A long time ago, a painter friend of mine, Caetano de Almeida, gave me a painting of a horse and said: “Everyone should have a painting of a horse”. That intrigued me, but I didn’t think much about it. When I saw the exhibition “Horses” by TM Davy at 11R gallery, the phrase came back to me.
The show has nothing to do with the saying. Davy’s exhibition is based on his personal family history; he discovered through an old family photograph that the 11R gallery building used to be a stable that had belonged to his patrilineal great-great-great-grandfather—who fled Germany after the failed revolution of 1848-49 and opened a livery stable in New York. So, Davy’s new exhibition wound up being a show of horse paintings.

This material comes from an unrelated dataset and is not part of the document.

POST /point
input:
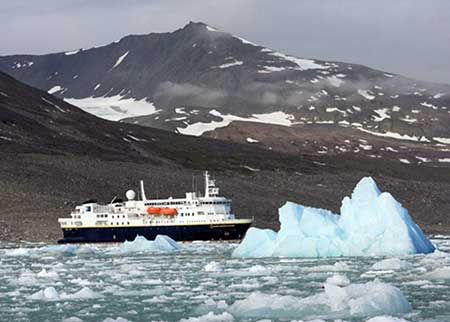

Equine paintings are among the most common works of art. The subject dates all the way back to the Paleolithic paintings on the Lascaux cave walls, which are estimated to be up to 20,000 years old. But, can we still talk about horse paintings today?
In the past, horses were highly valuable, whether to the poor who would use them for labor and transportation, or the wealthy for whom the animals were a symbol of prestige and power.
The tradition was then picked up by Baroque artists such as Rubens and Velàzquez; Romantics including Géricault and Delacroix; artists such as Franz Marc and Kandinsky, Picasso, Picabia and Miró who all, at some point, depicted the animal.
Horses have been man’s companion throughout the eras. No matter the nation, the historical period or the culture, horses have managed to find their way into the heart of culture over many centuries.
It seems that we somehow are still captivated by them, despite the fact that they are less prominent in our culture. I am not sure what my friend really meant, but maybe it could be said that paintings of horses in some way encapsulate the tradition of art making. So, perhaps we all should have one.